Massive Scale of AI-Generated Hate Content
The civil rights organization issued this announcement after the Center for the Study of Organized Hate (CSOH) released a study that found 1,326 AI-generated content pieces that spread anti-Muslim discrimination on Facebook, X (Twitter), and Instagram and YouTube from May 2023 through May 2025.
Researchers analyzed posts from 297 Hindu nationalist accounts with documented histories of targeting religious minorities. The adoption of AI-generated content remained minimal throughout 2023 before it surged in mid-2024 when Midjourney DALL·E and Stable Diffusion gained widespread use among India’s 22 million AI users.
Four Categories of Digital Weaponization
The CSOH report identified four dominant narrative patterns deployed in the synthetic hate campaign. Sexualized depictions of Muslim women garnered the highest engagement with 6.7 million interactions, revealing how Islamophobic propaganda fuses misogyny with anti-Muslim hate by portraying women as legitimate objects of harassment or violence.
AI-generated images used to dehumanize Muslims remain understudied by researchers.
— Center for the Study of Organised Hate report
The rhetoric employed exclusionary language to depict Muslims as snakes who wore skullcaps while showing them as deceitful threats to society, which required elimination. The conspiracy theories “Love Jihad,” “Population Jihad,” and “Rail Jihad” spread false information that Muslims are constantly endangering Hindu society and national security.
The fourth category used Studio Ghibli-style visuals to create stylized and animated content, which made hateful material seem appealing and even funny to attract younger viewers.
Platform Failures and Media Amplification
Instagram proved to be the most influential platform because it generated 1.8 million interactions from 462 posts, although it had fewer posts than X and Facebook. The platform achieved 1.8 million interactions through 462 posts, while X generated 772,400 interactions from 509 posts, and Facebook reached 143,200 interactions from 355 posts.
The Hindu nationalist media outlets OpIndia, Sudarshan News, and Panchjanya functioned as key producers of synthetic hate content, which they distributed to create widespread Islamophobic beliefs through their mainstream media platforms. The three major platforms received 187 reports about community guideline violations, but they did not remove any content because researchers found evidence that the platforms did not enforce their own rules.
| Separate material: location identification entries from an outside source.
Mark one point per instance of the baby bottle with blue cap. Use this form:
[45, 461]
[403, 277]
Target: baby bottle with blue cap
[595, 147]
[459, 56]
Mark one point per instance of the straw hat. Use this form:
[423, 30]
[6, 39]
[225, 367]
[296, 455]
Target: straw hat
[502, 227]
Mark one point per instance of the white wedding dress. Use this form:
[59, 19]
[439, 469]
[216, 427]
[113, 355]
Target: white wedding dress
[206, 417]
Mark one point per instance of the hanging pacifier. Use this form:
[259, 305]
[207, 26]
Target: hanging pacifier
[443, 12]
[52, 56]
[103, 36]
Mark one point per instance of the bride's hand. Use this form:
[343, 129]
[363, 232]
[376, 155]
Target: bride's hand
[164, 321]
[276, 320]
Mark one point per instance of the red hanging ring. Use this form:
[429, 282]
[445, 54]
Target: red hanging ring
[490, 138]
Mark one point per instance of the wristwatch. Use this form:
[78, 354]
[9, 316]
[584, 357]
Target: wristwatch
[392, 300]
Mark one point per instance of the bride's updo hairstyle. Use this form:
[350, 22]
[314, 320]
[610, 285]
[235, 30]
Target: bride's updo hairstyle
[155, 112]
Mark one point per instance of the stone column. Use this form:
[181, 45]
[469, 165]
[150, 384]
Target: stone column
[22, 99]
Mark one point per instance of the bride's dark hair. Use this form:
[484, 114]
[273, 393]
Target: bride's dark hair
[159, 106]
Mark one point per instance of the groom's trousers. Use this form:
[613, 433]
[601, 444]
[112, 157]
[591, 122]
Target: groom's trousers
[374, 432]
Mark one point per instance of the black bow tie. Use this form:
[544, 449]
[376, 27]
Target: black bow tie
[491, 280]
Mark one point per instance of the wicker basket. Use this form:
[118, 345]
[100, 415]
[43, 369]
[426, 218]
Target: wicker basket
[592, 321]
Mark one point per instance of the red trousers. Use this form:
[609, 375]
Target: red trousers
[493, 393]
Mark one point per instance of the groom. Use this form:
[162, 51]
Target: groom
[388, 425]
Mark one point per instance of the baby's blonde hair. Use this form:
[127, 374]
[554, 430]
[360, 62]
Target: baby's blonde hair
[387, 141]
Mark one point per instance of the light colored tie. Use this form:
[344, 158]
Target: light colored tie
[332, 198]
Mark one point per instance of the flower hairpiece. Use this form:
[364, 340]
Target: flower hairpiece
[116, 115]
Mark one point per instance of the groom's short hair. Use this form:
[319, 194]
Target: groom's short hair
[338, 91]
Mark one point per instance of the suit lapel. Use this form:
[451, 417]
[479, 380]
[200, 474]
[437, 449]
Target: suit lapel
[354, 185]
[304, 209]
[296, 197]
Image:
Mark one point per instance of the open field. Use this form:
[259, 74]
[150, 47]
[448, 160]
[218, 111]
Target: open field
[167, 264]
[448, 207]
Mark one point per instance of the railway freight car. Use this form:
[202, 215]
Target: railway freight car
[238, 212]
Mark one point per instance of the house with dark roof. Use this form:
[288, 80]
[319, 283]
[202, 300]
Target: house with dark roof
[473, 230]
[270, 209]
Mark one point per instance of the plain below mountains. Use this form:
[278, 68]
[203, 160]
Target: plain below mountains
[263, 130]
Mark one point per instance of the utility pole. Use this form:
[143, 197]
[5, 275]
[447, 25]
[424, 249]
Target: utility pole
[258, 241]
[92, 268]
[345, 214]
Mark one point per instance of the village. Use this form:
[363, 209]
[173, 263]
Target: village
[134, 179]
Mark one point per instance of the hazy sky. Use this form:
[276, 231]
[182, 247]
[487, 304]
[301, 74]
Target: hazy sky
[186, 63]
The part about the surge in AI-generated hate content in mid-2024, specifically with tools like Midjourney and DALL·E, really stood out; it highlights a critical intersection of advanced tech and social manipulation. It’s crucial that platforms develop more sophisticated detection algorithims, perhaps even leveraging AI itself, to counter these synthetic propaganda efforts, especially given the documented risks of physical violence and the misogynistic angle.